La recrudescence des violations des droits humains liées à l’armée est une autre illustration de l’absence de redevabilité de la junte. Une grande partie de ces actions vise les communautés perçues comme soutenant l’insurrection islamiste militante qui a débordé du Mali et s’est propagée au Burkina Faso. Il s’agit notamment d’un incident survenu dans le village de Karma en avril 2023, au cours duquel 156 villageois, dont des femmes et des enfants, auraient été massacrés par l’armée.

La sécurité s’est considérablement dégradée au Burkina Faso depuis les coups d’État. Le nombre d’événements violents impliquant des islamistes militants a doublé depuis 2022 et le nombre de morts a triplé (on estime à 5 000 le nombre de personnes tuées au Burkina Faso en 2023). L’instabilité a provoqué le déplacement de plus de 2,1 millions de Burkinabés (environ 10 % de la population). L’effet traumatisant de cette violence sur le psychisme de la population burkinabé est d’autant plus choquant que le Burkina Faso avait largement évité toute violence organisée significative depuis l’indépendance.

Les groupes islamistes militants responsables d’une grande partie de ces violences (Ansaroul Islam et l’État islamique dans le Grand Sahara) ont assiégé au moins 36 villes burkinabè et contrôlent plus de la moitié du pays, avançant inexorablement vers Ouagadougou. La violence des militants islamistes s’est également intensifiée le long des frontières méridionales du Burkina Faso avec les pays côtiers d’Afrique de l’Ouest que sont le Bénin et le Togo.
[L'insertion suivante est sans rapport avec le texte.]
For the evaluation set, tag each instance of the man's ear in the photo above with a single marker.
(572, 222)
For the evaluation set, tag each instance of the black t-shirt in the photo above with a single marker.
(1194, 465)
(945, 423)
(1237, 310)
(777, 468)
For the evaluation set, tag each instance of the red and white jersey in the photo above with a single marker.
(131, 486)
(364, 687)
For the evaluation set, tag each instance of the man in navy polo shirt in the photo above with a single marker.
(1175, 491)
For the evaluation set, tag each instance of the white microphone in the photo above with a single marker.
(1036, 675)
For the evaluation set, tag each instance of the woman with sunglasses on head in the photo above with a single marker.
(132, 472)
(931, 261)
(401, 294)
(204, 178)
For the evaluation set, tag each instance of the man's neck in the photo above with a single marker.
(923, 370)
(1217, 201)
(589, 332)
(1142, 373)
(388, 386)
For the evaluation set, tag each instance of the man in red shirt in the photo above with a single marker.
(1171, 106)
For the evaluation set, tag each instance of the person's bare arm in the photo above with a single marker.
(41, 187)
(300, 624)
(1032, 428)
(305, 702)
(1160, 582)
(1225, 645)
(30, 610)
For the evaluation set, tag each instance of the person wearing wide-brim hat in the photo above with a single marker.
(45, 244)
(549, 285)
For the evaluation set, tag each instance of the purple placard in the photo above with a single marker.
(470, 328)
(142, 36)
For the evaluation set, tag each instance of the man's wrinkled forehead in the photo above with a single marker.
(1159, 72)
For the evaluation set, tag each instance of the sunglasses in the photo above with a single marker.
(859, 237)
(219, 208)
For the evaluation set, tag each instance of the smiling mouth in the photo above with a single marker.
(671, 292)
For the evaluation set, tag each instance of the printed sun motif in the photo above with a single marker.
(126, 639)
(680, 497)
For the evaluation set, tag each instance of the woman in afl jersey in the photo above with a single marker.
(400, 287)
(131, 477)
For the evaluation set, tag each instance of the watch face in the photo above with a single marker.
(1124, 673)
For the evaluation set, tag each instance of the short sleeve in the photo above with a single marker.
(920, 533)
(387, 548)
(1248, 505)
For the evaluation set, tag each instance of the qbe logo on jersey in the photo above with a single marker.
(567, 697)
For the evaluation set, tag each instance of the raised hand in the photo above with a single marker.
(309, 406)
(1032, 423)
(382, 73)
Face à cette menace croissante à la sécurité, la junte militaire du Burkina Faso a dissous de manière incongrue les partenariats de sécurité dans la région (y compris avec le G5 Sahel et la CEDEAO) et au niveau international.
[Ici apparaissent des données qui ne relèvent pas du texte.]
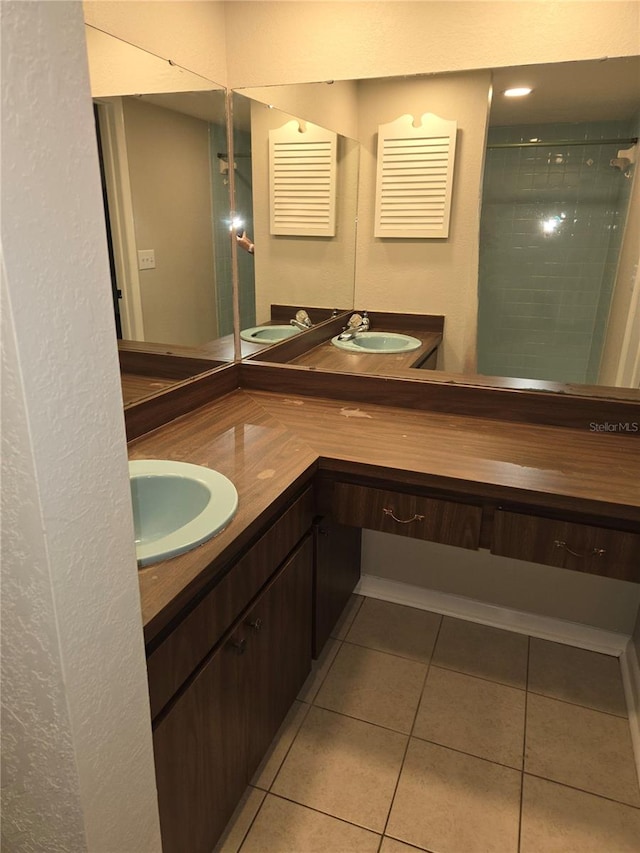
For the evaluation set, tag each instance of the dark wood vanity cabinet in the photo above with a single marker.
(446, 521)
(336, 574)
(566, 544)
(214, 719)
(214, 734)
Le report par la junte de Traoré de la transition vers un gouvernement civil a de profondes répercussions sur la sécurité nationale et régionale. Sur le plan intérieur, ce report retarde le rétablissement d’une autorité légitime capable de mobiliser un effort crédible et soutenu de l’ensemble de la société nécessaire pour vaincre les groupes militants. Un gouvernement démocratique serait également mieux à même de mobiliser le soutien politique, financier et sécuritaire de la CEDEAO et des partenaires internationaux qui sera nécessaire pour vaincre une insurrection qui a pris une ampleur telle que les forces armées du Burkina Faso ne sont plus en mesure de l’affronter seules, même après que la junte a engagé plusieurs centaines de forces russes. Le report de la transition risque en outre d’entraîner une nouvelle escalade de la violence au Burkina Faso et de compromettre directement la sécurité de ses voisins méridionaux, le Bénin, le Togo, la Côte d’Ivoire et le Ghana.